A menudo se ha interpretado erróneamente que los fondos alternativos están diseñados para funcionar bien en todos los entornos pero este tipo de producto no es una clase de activo homogénea. Algunas estrategias son más direccionales y pueden estar altamente correlacionadas con el mercado en general, por lo que pueden capturar las subidas, pero también las caídas. Dentro de la categoría de fondos long/short por ejemplo, estrategias con sesgo largo, sesgo corto o "market neutral" pueden tener perfiles de riesgo/beneficio diferentes. Del mismo modo, las expectativas de rentabilidad entre un enfoque cuantitativo y fundamental también pueden diferir en gran medida.

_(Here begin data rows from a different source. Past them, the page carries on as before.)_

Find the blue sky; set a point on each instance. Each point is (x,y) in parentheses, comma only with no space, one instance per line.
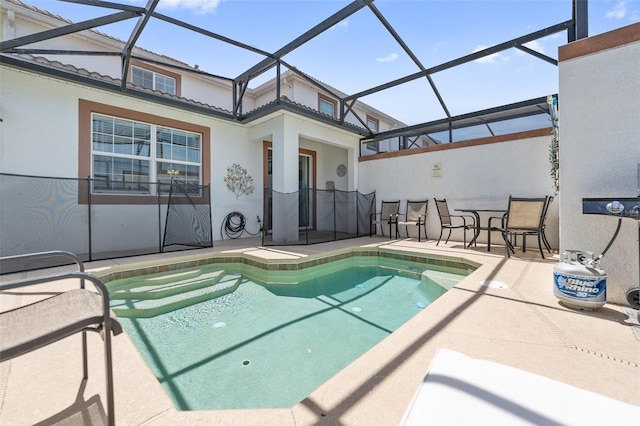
(359,53)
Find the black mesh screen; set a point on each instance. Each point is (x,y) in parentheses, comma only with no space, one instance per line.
(313,216)
(188,220)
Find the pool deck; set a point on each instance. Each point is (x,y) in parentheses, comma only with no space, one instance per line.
(521,326)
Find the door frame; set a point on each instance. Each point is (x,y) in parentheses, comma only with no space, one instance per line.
(266,145)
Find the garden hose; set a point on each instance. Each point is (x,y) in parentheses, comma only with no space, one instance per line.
(234,225)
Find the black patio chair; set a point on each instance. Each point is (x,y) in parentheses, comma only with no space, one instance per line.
(416,215)
(388,215)
(447,221)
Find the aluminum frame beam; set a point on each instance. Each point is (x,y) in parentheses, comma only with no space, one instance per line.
(468,58)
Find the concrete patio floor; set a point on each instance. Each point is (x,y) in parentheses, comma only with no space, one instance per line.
(521,326)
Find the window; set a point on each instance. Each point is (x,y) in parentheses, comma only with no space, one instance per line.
(327,105)
(373,123)
(128,155)
(153,80)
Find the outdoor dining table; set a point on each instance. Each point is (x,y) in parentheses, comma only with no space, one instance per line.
(478,228)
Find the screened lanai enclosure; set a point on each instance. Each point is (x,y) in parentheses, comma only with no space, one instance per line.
(40,213)
(321,215)
(45,213)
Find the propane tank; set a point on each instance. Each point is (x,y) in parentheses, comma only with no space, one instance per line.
(578,281)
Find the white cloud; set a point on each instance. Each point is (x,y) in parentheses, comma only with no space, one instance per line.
(392,57)
(200,6)
(618,11)
(491,59)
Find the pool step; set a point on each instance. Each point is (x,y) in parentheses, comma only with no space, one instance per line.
(165,286)
(165,297)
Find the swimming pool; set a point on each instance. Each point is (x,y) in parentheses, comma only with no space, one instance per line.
(269,343)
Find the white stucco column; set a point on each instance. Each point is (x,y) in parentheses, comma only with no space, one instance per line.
(285,182)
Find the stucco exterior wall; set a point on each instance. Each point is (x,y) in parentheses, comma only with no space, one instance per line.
(599,91)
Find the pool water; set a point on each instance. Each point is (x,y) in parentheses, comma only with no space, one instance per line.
(270,345)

A la hora de evaluar las estrategias alternativas líquidas, entender lo que el gestor está ofreciendo y cómo es probable que se comporte la estrategia en diferentes entornos de mercado es vital ya que no siempre la estrategia UCITS es igual a su versión off shore.
Por otro lado, desde Schroders consideramos que la selección del gestor es clave cuando se trata de fondos alternativos. Se espera que estas estrategias generen retornos adicionales a través de una gestión activa y como decimos, la habilidad del gestor desempeña un papel crucial. Los inversores deben buscar gestores con un proceso de inversión transparente y un largo y probado historial de generación de alfa consistente a través de una variedad de condiciones de mercado.